Dr. Colgan from the Colgan Institute in Canada sent this notice out saying that “A careful examination of the study methods, shows major flaws in the conclusion. In particular, studies that supplemented with other nutrients along with calcium were OMITTED from the results. Dr. Colgan emphasizes that single nutrients taken on their own. This can cause deficiencies in other nutrients. In particular, Vitamin D and magnesium help protect against heart attacks.”

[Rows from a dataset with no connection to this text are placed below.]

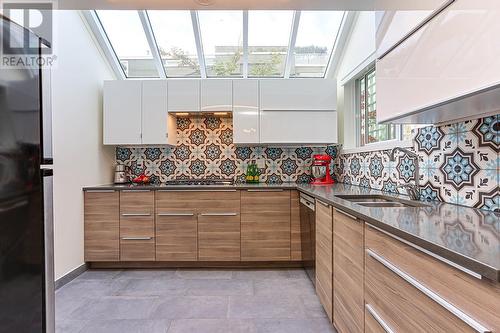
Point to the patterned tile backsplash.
(459, 163)
(205, 149)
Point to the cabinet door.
(101, 226)
(453, 55)
(122, 112)
(245, 111)
(158, 128)
(302, 127)
(265, 225)
(219, 236)
(298, 94)
(348, 272)
(216, 95)
(184, 95)
(137, 227)
(324, 256)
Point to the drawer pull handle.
(176, 214)
(379, 319)
(137, 238)
(429, 293)
(265, 190)
(100, 191)
(346, 214)
(133, 191)
(322, 203)
(198, 190)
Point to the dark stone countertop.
(465, 236)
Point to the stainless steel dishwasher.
(308, 234)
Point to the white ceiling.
(252, 4)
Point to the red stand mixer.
(320, 170)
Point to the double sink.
(379, 200)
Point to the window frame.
(102, 38)
(398, 141)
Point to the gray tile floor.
(190, 300)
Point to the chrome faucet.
(412, 190)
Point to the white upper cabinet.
(216, 95)
(298, 94)
(245, 111)
(184, 95)
(122, 112)
(435, 75)
(135, 112)
(157, 126)
(296, 127)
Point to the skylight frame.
(103, 39)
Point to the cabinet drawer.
(136, 214)
(102, 226)
(137, 249)
(449, 301)
(348, 270)
(219, 237)
(176, 237)
(324, 257)
(197, 201)
(265, 225)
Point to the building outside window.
(369, 130)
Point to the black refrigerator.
(26, 223)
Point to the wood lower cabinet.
(102, 225)
(137, 226)
(198, 225)
(348, 272)
(324, 256)
(265, 225)
(414, 292)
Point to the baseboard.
(70, 276)
(194, 264)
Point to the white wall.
(79, 157)
(359, 52)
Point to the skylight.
(183, 43)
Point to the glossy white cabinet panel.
(298, 127)
(298, 94)
(157, 128)
(454, 54)
(245, 111)
(216, 95)
(122, 112)
(184, 95)
(397, 24)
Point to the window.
(217, 43)
(268, 39)
(126, 35)
(370, 131)
(173, 32)
(222, 37)
(316, 39)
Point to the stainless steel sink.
(379, 200)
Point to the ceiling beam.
(153, 46)
(199, 47)
(99, 34)
(290, 58)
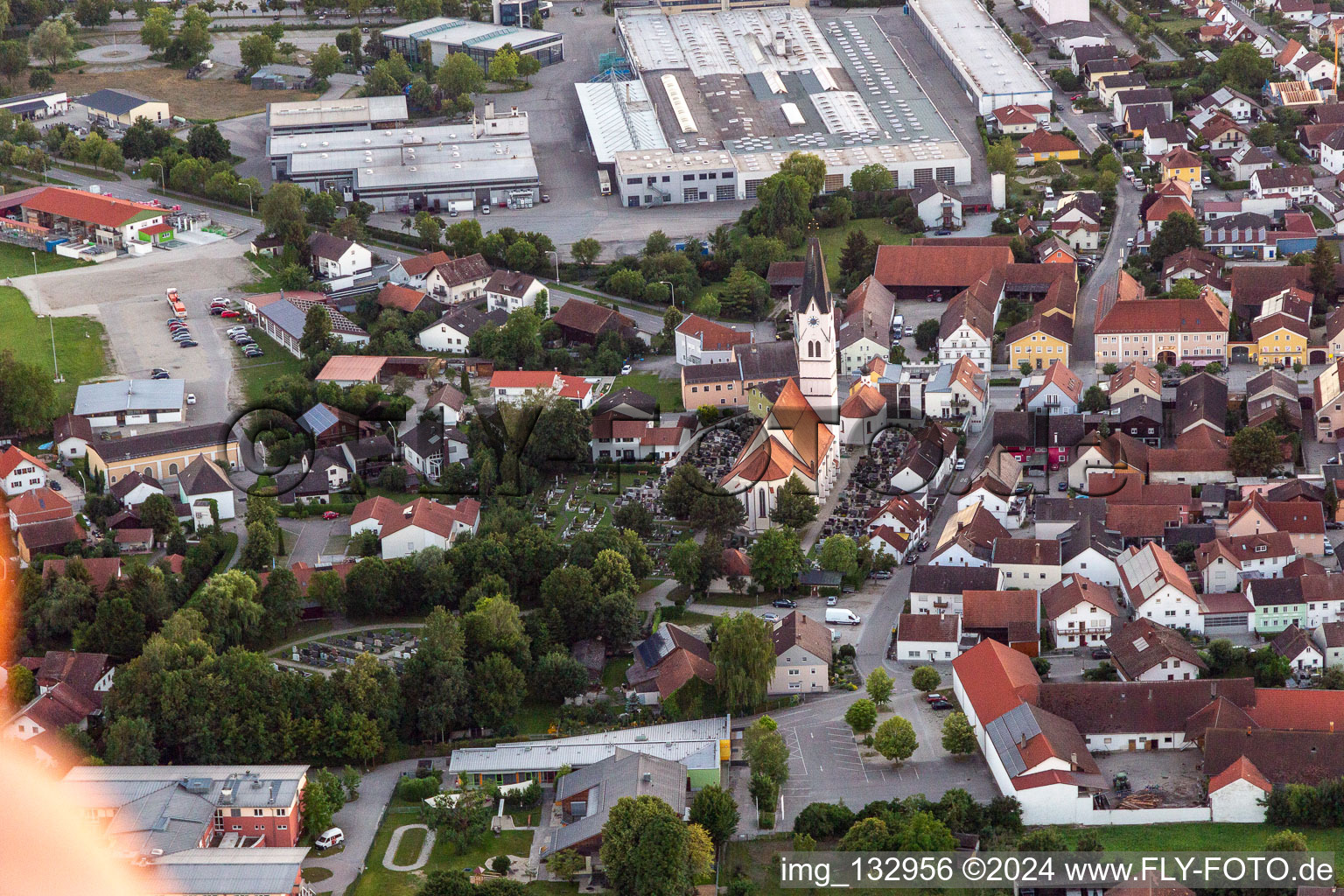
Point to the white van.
(842, 617)
(330, 837)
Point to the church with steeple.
(802, 433)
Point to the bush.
(416, 788)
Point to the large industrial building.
(486, 160)
(331, 116)
(478, 39)
(717, 101)
(980, 55)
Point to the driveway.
(359, 820)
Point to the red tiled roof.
(996, 679)
(1241, 770)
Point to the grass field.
(192, 100)
(80, 343)
(381, 881)
(832, 240)
(258, 371)
(668, 393)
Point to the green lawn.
(80, 341)
(832, 240)
(258, 371)
(1203, 836)
(381, 881)
(668, 393)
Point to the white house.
(20, 472)
(699, 340)
(336, 258)
(1236, 793)
(928, 637)
(1158, 589)
(1080, 612)
(508, 291)
(202, 480)
(416, 526)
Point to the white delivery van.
(842, 617)
(330, 837)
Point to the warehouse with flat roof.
(353, 113)
(718, 101)
(478, 39)
(982, 57)
(486, 160)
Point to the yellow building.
(1045, 145)
(1040, 341)
(1278, 339)
(163, 454)
(1184, 165)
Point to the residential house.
(420, 524)
(20, 472)
(938, 589)
(1303, 520)
(1060, 391)
(958, 389)
(928, 639)
(458, 280)
(666, 662)
(411, 271)
(1018, 120)
(1158, 589)
(203, 481)
(1040, 341)
(1046, 145)
(1078, 612)
(1145, 650)
(1226, 564)
(704, 341)
(509, 290)
(802, 655)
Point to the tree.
(776, 559)
(862, 717)
(584, 250)
(1254, 452)
(807, 165)
(927, 679)
(715, 810)
(1242, 67)
(1095, 401)
(1003, 156)
(503, 66)
(257, 50)
(461, 822)
(646, 848)
(14, 60)
(1179, 231)
(895, 739)
(744, 654)
(879, 687)
(872, 178)
(318, 332)
(927, 335)
(326, 62)
(130, 740)
(794, 507)
(958, 738)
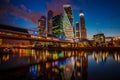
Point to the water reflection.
(100, 57)
(33, 64)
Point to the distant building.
(12, 30)
(68, 12)
(99, 39)
(57, 26)
(62, 26)
(83, 32)
(49, 22)
(77, 31)
(42, 26)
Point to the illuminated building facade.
(68, 11)
(82, 26)
(42, 25)
(12, 32)
(57, 28)
(99, 39)
(77, 31)
(68, 21)
(49, 22)
(62, 26)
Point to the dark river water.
(30, 64)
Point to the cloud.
(21, 12)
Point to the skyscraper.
(49, 22)
(68, 21)
(62, 26)
(42, 26)
(57, 28)
(68, 11)
(83, 33)
(77, 31)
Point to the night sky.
(101, 16)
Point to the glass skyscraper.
(42, 26)
(82, 26)
(49, 22)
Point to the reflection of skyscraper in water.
(81, 66)
(49, 22)
(84, 66)
(42, 25)
(82, 26)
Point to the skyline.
(100, 16)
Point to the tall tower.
(68, 11)
(77, 31)
(42, 26)
(49, 22)
(82, 26)
(68, 18)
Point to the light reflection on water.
(33, 64)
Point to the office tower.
(49, 22)
(77, 32)
(83, 34)
(68, 11)
(42, 26)
(99, 39)
(62, 26)
(57, 28)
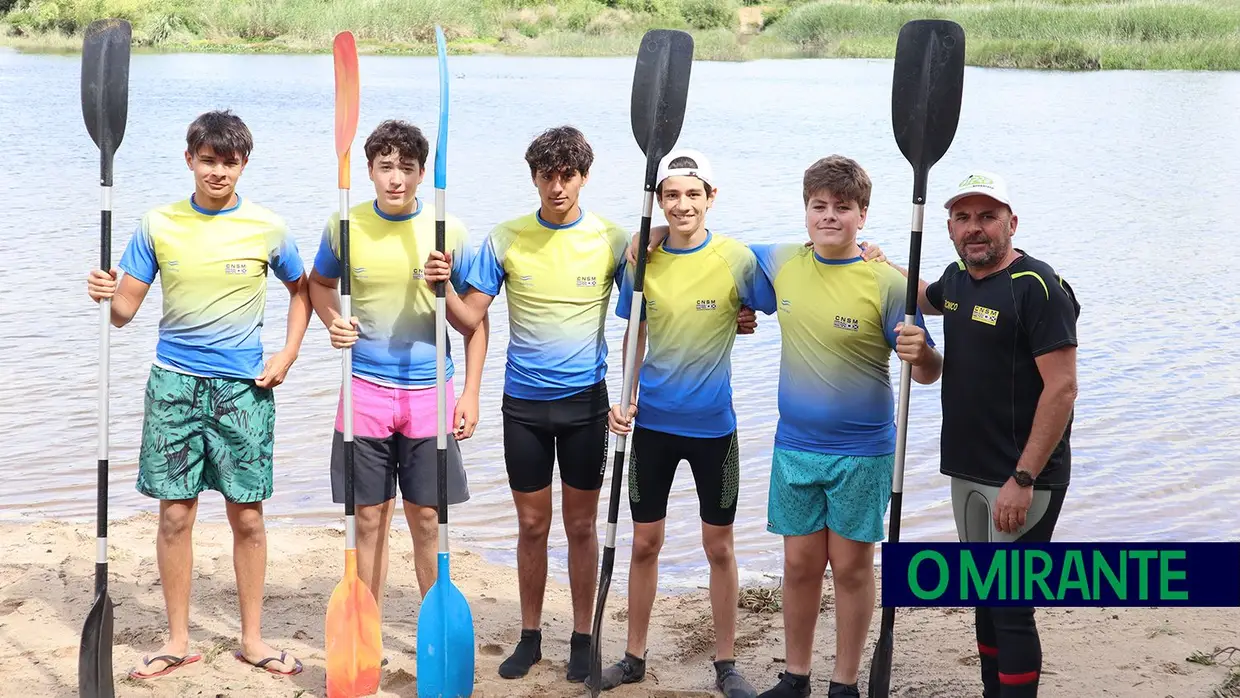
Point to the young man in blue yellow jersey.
(210, 408)
(840, 318)
(695, 284)
(558, 264)
(393, 339)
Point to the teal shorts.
(812, 491)
(206, 434)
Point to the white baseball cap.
(981, 182)
(702, 171)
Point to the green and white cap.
(702, 171)
(985, 184)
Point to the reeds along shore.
(1071, 35)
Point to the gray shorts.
(382, 464)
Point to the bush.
(709, 14)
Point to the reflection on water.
(1124, 182)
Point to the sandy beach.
(46, 577)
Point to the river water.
(1124, 181)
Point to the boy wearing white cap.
(695, 284)
(1008, 389)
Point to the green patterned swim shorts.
(206, 434)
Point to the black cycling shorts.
(573, 428)
(716, 465)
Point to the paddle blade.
(594, 681)
(355, 640)
(94, 653)
(926, 89)
(106, 86)
(442, 141)
(445, 640)
(660, 91)
(347, 98)
(879, 683)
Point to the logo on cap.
(976, 180)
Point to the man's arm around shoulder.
(923, 299)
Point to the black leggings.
(1007, 636)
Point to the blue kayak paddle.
(445, 624)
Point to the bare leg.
(724, 588)
(647, 541)
(424, 528)
(249, 563)
(852, 572)
(373, 522)
(580, 510)
(805, 563)
(174, 549)
(533, 522)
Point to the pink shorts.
(381, 412)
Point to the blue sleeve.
(753, 288)
(486, 272)
(326, 262)
(285, 259)
(139, 258)
(620, 273)
(893, 314)
(464, 257)
(624, 303)
(763, 291)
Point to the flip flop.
(174, 663)
(262, 663)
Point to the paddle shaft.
(346, 379)
(440, 378)
(910, 316)
(101, 561)
(630, 361)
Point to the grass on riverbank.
(1024, 34)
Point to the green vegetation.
(1023, 34)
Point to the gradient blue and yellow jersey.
(213, 267)
(837, 320)
(393, 304)
(559, 283)
(691, 303)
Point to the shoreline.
(46, 582)
(1181, 35)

It is also important to know how much vitamin K we are consuming and if we can be tested through blood work to know our levels for this important vitamin. Not only does this vitamin play an important role in bone health and blood clotting, it works to keep calcium out of arteries and into the bone. It is vitamin K-2 that reduces risk of arterial calcification. Vitamin K-1 and K2 increase bone quality, but it is K-2 that is more bioavailable, longer lasting, and provides for greater increase in bone strength.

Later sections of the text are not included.